If instabilities develop in the plasma, then the plasma may touch to sides of the containment vessel causing damage to the walls of the vessel. This is caused by “edge localized modes” (ELMs) which are flares-like bursts of plasma.
In order to prevent ELMs, scientists have developed technology to produce resonant magnetic perturbations (RMPs). RMPs are small magnetic ripples that are introduced into the donut-shaped ring of plasma in the tokamak. These ripples distort the smooth donut of plasma and release excess pressure. This can reduce or eliminate the ELMs. The most difficult part of this solution is causing just the right amount of distortion to remove ELMs while not causing other types instabilities. If the RMPs release too much energy, it can cause a major disruption in the plasma and stop the fusion reaction.
There are virtually infinite ways in which the plasma in a tokamak may be perturbed by applied magnetic fields. The challenge has been to find exactly the correct perturbations needed to eliminate ELMs without causing other problems. This problem has now been solved.
Jong-Kyu Park is a physicist who works at the U.S. Department of Energy’s Princeton Plasma Laboratory. He is collaborating with teams from the U.S and the National Fusion Research Institute of South Korea. This group has successfully predicted all of the best 3-D magnetic distortion patterns for controlling ELMs which do not cause other problems. The group used the Korean Superconducting Tokamak Advanced Research (KSTAR) facility to validate their predictions. The KSTAR is one of the most advanced superconducting tokamaks in the world.
The KSTAR was used for validation because it has advanced magnetic systems for precisely controlling distortions in the plasma. The best distortion patterns account for less than one percent of the possible patterns. Identifying the best patterns would have been impossible without the new model developed by Park and his associates.
Park published a paper in Nature Physics along with fourteen other coauthors. He said, “the result was a precedent-setting achievement. We show for the first time the full 3-D field operating window in a tokamak to suppress ELMs without stirring up core instabilities or excessively degrading confinement. For a long time we thought it would be too computationally difficult to identify all beneficial symmetry-breaking fields, but our work now demonstrates a simple procedure to identify the set of all such configurations.”

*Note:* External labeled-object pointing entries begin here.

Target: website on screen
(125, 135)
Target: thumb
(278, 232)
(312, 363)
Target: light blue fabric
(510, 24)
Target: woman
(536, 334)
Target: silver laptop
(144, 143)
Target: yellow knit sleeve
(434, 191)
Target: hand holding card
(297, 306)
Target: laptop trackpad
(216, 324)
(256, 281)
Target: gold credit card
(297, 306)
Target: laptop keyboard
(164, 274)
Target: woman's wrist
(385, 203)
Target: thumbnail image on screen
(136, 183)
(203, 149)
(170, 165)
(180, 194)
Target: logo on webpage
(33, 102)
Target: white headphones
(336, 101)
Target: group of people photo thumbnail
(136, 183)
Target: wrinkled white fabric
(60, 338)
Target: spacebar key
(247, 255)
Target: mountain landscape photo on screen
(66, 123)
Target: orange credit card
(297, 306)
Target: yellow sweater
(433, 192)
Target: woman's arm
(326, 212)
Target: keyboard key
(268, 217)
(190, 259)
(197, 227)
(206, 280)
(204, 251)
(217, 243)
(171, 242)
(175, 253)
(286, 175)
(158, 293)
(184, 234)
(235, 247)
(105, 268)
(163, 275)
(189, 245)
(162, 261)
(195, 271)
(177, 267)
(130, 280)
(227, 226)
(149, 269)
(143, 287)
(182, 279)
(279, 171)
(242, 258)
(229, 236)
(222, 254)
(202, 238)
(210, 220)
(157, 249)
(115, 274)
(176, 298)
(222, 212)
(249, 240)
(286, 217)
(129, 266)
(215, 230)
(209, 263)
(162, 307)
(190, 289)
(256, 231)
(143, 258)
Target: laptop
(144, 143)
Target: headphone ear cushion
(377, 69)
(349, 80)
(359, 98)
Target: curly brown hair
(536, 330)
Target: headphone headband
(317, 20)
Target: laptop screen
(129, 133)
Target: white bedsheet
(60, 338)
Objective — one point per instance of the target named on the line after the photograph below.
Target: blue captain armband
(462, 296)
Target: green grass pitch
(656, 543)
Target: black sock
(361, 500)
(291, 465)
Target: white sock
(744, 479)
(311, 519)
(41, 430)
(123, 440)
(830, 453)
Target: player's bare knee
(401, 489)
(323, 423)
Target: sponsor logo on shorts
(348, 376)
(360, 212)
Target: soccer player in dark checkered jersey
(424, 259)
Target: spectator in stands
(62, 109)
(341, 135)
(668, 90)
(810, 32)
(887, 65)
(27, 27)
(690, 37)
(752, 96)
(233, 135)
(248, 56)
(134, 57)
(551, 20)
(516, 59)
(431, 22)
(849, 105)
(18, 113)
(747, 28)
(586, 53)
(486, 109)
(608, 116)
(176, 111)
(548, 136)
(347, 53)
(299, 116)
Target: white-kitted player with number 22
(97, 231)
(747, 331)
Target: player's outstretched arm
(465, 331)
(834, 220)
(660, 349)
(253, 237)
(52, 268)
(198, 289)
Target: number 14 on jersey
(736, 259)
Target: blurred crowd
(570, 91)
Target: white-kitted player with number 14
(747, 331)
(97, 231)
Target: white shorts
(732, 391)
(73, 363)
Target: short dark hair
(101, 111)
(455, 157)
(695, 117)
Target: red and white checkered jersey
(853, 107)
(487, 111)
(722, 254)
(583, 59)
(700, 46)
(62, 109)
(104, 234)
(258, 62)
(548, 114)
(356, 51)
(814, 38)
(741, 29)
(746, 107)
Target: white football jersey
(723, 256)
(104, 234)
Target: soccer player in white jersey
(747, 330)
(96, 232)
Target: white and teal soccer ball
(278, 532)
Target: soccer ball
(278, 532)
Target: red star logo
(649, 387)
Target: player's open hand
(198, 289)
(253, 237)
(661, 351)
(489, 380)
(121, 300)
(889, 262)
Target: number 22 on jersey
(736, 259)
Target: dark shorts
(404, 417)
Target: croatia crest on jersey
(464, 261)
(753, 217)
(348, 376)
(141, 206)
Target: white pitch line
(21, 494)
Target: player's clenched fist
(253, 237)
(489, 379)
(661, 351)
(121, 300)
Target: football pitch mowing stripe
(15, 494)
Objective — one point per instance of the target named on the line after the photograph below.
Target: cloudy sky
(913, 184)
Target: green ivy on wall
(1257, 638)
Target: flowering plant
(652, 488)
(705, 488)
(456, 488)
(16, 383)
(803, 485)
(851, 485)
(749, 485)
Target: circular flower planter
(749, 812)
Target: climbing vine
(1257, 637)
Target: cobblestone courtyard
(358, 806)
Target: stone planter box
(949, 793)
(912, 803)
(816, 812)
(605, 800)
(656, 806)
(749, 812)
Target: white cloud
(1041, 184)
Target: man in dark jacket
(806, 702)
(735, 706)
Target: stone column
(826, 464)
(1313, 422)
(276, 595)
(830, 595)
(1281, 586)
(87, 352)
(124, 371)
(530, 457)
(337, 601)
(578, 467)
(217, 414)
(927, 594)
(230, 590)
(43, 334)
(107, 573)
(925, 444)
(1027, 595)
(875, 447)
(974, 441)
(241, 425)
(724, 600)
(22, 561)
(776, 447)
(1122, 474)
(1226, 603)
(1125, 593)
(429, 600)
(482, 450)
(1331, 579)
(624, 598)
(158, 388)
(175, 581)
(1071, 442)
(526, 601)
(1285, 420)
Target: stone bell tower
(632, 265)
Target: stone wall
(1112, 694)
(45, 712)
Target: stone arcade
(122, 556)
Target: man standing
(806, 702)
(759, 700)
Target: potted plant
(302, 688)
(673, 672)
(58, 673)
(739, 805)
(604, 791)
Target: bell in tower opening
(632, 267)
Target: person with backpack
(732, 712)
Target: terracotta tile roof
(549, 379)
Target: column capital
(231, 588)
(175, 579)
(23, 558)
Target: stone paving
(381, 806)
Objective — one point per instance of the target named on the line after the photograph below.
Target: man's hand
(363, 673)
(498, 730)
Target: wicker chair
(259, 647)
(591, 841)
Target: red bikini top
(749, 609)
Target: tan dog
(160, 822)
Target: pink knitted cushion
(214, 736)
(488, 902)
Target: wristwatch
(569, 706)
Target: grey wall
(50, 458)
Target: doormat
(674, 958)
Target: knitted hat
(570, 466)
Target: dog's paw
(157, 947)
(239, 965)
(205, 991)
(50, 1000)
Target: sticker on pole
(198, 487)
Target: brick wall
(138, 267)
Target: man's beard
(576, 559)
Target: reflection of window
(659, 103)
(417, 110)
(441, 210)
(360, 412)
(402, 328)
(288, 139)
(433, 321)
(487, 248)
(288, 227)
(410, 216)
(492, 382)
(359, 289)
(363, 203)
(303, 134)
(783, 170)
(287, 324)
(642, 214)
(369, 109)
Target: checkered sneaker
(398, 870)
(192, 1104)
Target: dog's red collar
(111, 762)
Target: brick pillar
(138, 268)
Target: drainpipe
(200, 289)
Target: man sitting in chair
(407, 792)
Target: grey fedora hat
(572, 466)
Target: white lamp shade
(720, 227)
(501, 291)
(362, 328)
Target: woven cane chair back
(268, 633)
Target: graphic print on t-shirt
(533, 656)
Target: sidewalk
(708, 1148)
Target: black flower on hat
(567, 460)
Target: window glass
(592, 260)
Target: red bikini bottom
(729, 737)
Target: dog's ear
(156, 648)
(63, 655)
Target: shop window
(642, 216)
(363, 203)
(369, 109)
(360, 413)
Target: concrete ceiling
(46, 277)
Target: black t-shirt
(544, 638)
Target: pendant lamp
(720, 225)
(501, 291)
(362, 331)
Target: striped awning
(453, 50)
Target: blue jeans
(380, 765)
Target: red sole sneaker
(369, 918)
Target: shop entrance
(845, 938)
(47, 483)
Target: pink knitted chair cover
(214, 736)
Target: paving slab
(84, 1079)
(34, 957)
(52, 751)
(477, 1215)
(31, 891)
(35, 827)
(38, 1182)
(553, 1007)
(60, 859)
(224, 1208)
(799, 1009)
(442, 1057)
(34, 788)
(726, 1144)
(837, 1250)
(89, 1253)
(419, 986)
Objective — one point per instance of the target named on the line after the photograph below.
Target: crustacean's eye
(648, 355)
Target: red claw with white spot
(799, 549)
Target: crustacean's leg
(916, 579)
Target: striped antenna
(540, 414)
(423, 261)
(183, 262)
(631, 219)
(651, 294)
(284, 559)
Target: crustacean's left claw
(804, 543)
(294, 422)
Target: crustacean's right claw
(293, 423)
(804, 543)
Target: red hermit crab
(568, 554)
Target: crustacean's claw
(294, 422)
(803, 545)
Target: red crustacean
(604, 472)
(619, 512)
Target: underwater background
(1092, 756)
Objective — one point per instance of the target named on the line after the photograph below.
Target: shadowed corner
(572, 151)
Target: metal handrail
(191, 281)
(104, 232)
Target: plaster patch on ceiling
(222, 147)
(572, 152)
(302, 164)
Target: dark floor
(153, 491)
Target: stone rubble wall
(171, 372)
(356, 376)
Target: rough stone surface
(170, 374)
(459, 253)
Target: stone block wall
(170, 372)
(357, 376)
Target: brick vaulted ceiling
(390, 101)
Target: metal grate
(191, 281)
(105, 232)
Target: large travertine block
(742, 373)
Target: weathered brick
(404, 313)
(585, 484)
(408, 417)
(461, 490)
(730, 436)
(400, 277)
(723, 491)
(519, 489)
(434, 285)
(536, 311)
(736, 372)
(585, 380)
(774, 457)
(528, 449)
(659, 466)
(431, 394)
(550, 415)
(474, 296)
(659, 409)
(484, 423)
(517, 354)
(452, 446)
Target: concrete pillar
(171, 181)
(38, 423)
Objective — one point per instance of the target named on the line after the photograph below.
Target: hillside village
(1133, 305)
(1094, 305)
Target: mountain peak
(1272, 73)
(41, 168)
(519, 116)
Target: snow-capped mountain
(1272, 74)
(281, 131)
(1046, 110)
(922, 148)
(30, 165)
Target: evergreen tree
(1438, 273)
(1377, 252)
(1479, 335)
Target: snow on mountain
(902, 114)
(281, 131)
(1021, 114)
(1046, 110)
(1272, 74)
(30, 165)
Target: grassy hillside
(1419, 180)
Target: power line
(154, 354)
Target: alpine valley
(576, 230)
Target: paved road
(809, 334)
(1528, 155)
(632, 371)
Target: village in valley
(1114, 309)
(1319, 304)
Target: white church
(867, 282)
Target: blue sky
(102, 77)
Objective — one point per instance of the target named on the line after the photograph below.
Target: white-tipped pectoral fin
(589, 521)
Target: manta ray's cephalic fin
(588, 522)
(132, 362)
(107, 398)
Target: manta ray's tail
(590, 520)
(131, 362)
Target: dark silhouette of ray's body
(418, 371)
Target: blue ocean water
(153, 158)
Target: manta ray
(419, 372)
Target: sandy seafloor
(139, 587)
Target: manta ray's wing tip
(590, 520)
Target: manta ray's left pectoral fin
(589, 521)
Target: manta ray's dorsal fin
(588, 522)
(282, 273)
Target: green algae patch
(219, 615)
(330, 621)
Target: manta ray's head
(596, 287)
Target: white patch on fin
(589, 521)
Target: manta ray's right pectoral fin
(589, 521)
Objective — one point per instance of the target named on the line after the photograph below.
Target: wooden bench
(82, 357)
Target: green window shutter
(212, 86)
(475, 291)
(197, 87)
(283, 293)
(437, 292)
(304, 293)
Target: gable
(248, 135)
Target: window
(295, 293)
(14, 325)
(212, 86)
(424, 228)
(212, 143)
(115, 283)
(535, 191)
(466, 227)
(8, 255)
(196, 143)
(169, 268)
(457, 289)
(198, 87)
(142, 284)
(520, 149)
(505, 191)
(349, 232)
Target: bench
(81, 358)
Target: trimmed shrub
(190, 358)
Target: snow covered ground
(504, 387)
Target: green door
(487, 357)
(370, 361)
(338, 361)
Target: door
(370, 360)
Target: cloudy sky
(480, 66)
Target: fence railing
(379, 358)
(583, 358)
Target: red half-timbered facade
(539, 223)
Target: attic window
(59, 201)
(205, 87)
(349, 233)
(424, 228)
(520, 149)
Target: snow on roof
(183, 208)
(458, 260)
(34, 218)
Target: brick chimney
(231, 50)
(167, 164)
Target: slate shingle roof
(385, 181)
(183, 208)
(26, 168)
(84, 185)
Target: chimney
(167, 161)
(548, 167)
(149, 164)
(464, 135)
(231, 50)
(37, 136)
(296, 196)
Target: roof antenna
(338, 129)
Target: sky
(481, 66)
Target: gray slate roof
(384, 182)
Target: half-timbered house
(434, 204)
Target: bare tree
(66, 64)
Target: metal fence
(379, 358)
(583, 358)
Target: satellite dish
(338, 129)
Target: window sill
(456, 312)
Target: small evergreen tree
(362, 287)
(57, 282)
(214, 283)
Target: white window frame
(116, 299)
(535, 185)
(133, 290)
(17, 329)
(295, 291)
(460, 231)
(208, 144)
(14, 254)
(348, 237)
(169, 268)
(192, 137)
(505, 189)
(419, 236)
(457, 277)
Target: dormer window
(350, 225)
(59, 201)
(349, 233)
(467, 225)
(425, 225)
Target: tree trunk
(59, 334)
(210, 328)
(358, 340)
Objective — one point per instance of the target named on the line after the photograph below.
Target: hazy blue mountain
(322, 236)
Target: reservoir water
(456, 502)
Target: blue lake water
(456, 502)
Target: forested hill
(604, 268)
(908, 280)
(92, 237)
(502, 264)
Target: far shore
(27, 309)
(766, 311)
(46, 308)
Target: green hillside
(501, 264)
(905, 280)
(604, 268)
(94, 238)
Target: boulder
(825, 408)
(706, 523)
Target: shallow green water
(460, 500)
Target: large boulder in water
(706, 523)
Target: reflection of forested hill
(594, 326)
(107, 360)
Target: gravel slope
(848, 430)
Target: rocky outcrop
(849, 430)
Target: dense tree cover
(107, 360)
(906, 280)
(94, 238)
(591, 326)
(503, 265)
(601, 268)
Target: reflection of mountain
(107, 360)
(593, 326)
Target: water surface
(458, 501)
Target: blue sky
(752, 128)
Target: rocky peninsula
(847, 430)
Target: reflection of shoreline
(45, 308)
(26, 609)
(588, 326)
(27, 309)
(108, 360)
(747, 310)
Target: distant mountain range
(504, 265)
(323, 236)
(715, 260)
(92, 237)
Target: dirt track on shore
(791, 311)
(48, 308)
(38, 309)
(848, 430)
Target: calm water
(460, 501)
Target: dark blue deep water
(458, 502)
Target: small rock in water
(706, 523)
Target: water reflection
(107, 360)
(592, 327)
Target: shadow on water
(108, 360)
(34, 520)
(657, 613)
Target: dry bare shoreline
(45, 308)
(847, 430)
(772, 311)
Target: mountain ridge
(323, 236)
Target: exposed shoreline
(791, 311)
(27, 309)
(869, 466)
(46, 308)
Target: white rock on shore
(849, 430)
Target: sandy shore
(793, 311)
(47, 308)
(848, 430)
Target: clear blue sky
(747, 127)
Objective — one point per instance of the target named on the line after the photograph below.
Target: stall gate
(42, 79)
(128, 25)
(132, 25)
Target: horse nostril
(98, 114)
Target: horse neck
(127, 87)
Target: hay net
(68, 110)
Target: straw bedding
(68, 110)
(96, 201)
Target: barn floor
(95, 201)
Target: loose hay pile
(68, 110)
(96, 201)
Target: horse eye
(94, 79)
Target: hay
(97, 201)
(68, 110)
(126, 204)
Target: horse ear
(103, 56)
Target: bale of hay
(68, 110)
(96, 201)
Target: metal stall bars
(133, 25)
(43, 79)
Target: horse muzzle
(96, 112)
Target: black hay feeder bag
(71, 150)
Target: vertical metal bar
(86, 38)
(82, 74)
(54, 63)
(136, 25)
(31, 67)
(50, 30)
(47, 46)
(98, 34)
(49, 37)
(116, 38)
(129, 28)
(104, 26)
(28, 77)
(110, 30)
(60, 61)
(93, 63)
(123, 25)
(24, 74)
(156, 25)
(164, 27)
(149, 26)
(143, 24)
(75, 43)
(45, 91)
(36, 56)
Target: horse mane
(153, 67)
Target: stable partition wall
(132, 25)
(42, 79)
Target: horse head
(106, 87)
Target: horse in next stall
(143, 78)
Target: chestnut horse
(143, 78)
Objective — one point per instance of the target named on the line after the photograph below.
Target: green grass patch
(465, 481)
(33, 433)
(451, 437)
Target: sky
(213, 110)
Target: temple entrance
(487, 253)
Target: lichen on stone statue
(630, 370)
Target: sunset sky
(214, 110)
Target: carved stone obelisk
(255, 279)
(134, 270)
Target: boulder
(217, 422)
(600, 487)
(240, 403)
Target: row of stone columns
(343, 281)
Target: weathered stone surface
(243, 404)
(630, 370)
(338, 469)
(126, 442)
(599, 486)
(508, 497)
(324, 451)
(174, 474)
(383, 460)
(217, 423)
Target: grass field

Park and his associates were able to significantly reduce the complexity of calculations for their breakthrough when they realized that the number of types of plasma perturbations were far fewer than the number perturbations. They worked back from the type of perturbations that they wanted to the exact 3-D field patterns that would produce them for the elimination of ELMs.
The validation of the proper patterns which eliminate ELMs will be useful in the design of the ITER, the international tokamak project being constructed in France. The control of ELMs will be critical for the completion of ITER as it attempts to produce ten times as much energy as is required to heat its plasma. The authors of the paper in Nature Physics said, “the method and principle adopted in this study can substantially improve the efficiency and fidelity of the complicated 3-D optimizing process in tokamaks.”